冒頭でもご紹介した通り、モリンガには様々な栄養素が豊富に含まれているため多くのことが期待できますがその中でも注目してもらいたいのは以下の成分。
モリンガの注目成分
- 2種類の食物繊維
- 豊富なたんぱく質
- 美容サポート成分
- まったりしたい時に:GABA・トリプトファン
- 塩分や脂質を取りがちな時に:カリウム
2種類の食物繊維
モリンガは食物繊維が豊富なことが知られています。実は食物繊維は以下の2種類に分類することが可能です。
不溶性食物繊維 |
・穀類、野菜、豆類などに多く含まれる。 ・胃や腸で水分を吸収し大きく膨らむことで、腸を内部から刺激し排便を促す。 |
水溶性食物繊維 |
・わかめ、山芋、寒天などに多く含まれる。 ・ビフィズス菌などの善玉菌の増加を促す。 |
日々の健康のためには2種類の食物繊維をバランスよく摂取することが大切ですが、普段の食事だけで十分な量を摂ることができている人は少なくなっています。

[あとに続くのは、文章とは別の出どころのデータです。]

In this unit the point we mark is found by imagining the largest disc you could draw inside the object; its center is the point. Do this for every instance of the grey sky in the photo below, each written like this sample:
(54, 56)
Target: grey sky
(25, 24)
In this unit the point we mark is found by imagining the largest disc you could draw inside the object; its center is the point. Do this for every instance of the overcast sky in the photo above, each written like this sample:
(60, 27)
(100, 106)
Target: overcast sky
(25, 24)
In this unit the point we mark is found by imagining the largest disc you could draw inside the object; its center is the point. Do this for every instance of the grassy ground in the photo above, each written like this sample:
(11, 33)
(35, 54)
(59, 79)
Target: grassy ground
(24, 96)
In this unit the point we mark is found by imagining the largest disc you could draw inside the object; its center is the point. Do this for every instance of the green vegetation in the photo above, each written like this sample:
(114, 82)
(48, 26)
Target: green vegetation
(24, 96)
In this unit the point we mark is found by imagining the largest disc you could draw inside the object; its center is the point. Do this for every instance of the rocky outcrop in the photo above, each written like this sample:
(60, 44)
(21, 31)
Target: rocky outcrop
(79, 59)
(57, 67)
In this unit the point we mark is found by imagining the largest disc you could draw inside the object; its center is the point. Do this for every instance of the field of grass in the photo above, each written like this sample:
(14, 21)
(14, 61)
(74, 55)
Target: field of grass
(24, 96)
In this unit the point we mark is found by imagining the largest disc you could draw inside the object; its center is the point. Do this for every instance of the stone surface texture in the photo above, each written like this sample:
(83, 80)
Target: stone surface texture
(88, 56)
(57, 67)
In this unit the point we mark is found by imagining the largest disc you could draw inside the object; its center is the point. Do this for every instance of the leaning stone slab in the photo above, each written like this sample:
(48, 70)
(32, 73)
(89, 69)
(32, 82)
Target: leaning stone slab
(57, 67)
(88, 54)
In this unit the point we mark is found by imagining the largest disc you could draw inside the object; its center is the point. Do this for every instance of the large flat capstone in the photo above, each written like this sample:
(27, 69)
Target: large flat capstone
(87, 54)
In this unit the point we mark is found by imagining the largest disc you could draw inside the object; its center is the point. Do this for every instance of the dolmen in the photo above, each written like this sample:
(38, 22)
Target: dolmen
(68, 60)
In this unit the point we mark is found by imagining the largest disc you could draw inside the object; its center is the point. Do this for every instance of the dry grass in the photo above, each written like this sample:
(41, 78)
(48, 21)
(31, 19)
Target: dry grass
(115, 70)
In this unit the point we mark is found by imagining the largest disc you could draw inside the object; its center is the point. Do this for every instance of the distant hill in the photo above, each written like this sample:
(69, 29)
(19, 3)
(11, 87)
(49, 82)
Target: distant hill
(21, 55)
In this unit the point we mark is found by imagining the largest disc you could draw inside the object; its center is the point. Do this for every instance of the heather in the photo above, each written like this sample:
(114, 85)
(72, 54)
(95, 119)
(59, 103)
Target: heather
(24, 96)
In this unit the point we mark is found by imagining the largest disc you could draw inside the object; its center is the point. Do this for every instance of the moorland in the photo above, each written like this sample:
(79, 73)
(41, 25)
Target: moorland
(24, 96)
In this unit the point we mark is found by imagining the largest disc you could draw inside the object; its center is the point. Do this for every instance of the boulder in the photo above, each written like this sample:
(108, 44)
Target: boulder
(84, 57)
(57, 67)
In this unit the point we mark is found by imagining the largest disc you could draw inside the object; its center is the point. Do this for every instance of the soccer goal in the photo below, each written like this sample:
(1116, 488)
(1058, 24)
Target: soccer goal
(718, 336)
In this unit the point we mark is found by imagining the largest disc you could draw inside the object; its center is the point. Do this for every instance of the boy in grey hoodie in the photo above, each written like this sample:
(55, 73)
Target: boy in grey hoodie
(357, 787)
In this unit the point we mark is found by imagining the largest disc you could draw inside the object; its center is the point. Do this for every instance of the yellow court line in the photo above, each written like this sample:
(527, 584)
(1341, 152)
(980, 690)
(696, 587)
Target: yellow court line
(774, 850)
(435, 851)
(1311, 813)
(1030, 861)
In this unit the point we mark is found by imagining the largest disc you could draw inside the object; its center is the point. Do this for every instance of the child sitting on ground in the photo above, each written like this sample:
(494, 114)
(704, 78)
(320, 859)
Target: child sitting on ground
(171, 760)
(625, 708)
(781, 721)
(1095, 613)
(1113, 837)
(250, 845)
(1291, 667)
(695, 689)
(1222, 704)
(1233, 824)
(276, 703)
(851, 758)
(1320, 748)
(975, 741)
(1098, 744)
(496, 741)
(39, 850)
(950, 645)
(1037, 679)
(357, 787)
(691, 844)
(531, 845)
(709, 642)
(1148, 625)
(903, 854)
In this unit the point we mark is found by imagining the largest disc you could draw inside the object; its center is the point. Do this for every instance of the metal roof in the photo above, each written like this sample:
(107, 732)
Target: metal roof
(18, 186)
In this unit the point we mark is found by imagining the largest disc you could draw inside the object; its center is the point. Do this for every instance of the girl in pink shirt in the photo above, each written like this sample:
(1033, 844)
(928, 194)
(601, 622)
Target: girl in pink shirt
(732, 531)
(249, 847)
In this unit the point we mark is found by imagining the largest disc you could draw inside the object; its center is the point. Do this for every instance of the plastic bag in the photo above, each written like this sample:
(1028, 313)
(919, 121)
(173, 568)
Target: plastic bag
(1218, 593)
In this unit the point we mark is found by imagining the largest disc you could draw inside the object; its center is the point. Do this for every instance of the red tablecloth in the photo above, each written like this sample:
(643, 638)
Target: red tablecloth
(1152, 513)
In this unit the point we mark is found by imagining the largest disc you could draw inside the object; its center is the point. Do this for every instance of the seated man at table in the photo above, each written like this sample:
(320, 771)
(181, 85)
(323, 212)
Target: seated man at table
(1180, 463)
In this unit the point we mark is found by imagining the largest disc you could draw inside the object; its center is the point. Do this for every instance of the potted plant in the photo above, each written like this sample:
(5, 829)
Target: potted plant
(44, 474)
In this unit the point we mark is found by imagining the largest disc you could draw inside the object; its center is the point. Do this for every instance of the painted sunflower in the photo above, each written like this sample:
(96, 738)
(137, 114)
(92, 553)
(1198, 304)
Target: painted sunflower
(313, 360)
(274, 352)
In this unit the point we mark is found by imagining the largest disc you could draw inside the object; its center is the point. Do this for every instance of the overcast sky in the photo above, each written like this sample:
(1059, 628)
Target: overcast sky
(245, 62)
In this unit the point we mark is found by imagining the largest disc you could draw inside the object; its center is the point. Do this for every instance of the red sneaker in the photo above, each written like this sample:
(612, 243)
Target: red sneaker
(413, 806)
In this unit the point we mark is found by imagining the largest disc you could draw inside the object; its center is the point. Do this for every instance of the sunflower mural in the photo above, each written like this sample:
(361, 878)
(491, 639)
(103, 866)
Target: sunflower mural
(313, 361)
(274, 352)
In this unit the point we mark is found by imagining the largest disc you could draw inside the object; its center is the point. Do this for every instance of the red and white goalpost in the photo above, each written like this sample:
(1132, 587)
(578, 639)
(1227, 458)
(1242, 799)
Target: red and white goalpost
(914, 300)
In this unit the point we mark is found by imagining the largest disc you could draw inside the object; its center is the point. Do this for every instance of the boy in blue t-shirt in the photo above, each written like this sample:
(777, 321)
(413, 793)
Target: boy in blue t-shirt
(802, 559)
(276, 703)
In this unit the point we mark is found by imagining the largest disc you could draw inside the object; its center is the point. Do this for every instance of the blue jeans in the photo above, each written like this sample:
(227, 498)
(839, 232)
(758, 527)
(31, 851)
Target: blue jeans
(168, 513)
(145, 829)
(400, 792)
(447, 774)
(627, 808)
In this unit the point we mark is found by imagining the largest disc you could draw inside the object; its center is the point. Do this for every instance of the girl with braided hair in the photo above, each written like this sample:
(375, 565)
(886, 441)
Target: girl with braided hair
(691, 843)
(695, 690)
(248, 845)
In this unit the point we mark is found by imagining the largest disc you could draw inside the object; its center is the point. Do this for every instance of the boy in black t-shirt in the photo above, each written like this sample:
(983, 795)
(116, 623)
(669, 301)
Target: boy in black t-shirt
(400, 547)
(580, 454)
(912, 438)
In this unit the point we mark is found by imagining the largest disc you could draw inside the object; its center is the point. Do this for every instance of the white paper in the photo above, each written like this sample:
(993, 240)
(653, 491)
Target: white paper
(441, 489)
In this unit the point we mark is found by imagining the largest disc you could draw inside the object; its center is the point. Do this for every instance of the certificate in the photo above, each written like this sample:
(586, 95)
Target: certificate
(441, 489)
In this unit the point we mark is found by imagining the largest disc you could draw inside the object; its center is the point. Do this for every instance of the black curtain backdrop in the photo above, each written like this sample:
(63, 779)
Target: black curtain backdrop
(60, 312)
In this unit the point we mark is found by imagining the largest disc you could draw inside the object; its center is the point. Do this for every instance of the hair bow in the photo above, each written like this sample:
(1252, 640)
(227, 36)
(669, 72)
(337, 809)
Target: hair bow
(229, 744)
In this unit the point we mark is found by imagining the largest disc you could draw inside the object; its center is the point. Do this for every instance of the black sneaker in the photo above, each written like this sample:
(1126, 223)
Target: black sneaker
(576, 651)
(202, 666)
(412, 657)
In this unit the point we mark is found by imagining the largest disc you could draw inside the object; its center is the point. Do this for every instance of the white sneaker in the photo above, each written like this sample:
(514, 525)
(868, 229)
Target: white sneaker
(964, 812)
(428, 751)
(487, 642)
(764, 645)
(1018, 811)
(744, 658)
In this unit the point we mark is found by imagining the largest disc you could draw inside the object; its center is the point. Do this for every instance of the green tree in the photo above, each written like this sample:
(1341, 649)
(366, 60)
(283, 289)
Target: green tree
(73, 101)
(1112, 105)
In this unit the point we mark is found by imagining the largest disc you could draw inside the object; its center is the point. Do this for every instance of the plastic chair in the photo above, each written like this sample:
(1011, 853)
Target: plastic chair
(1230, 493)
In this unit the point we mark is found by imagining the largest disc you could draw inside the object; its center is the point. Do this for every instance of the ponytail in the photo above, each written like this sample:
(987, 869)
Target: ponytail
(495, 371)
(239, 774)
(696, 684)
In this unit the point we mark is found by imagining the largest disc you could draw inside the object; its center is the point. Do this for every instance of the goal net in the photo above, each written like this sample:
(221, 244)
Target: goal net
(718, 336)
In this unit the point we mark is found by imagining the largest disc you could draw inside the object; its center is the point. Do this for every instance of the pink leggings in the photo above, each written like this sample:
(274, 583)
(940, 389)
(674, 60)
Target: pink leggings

モリンガのようにどちらの食物繊維も含まれている食材で腸活していきましょう!
豊富なたんぱく質
モリンガはたんぱく質も多く含まれていることが知られています。
なんと!鶏ささみ以上のたんぱく質が含まれていることが分かります!ダイエットなどで食事の栄養バランスが乱れてしまっている方にも良いかもしれませんね。
モリンガパウダーの効果的な飲み方
モリンガの葉を乾燥させて粉砕し、粉末状に加工した「モリンガパウダー」は、緑茶や抹茶のような感覚で飲むことができ、強いクセやニオイは少ないです。1日の摂取目安量は3gです。
「粉末」という特性を活かして、何かに混ぜて飲むのがおすすめです。水やお湯に溶かして飲むことも可能ですが、ミルクに混ぜると美味しく飲めるでしょう。寒い季節は、ホットミルクやラテに溶かしてみてはいかがでしょうか。
スムージーやプロテインなどに混ぜて飲むのも良い
スムージーにモリンガパウダーを混ぜて飲むのも、選択肢のひとつです。筋トレをしている人は、プロテインに混ぜて飲むのもおすすめです。
そのほか、ホットケーキやクッキーの生地に混ぜて焼き上げると、抹茶スイーツのような感覚で栄養を摂取できます。プレーンヨーグルトにモリンガパウダーをふりかけるのも良いでしょう。
モリンガ茶の効果的な飲み方
モリンガパウダーのほかに、「モリンガ茶」も流通しています。ティーバッグタイプになっている製品であれば、手軽に飲むことができます。
モリンガ茶は、比較的飲みやすいお茶です。食事の際に、緑茶やウーロン茶、ほうじ茶の代わりに、モリンガ茶を飲んではいかがでしょうか。
モリンガに副作用はある?|デメリットと注意点
モリンガは世界のさまざまな地域において食材として利用されてきた歴史があり、基本的に安全です。ただし、妊娠中や薬剤を投与されている方は、摂取を控えたほうが良いかもしれません。また、過剰摂取によるリスクもあるのでご注意ください。
妊娠中や妊娠の可能性がある女性は摂取に注意
「妊娠ラットに対して、高用量のモリンガ葉抽出物を経口投与したところ、流産がみられた」という報告があります。
動物実験において高用量を投与した結果ではありますが、妊娠している方や妊娠する可能性がある女性は、モリンガの摂取を控えるほうが良いかもしれません。
過剰摂取により胃腸のトラブルにつながるリスクも
モリンガを過剰に摂取すると、体質によっては「胃痛」「便が緩くなる」「アレルギー」といった症状が出る場合があります。
そのほか、in vitroでの(試験管内における)実験結果ではありますが、薬物代謝酵素である「チトクロームP450 3A(CYP3A)」が阻害される可能性も示唆されています。薬の処方を受けている人は、モリンガを摂取しても良いかどうかを医師に相談するようにしましょう。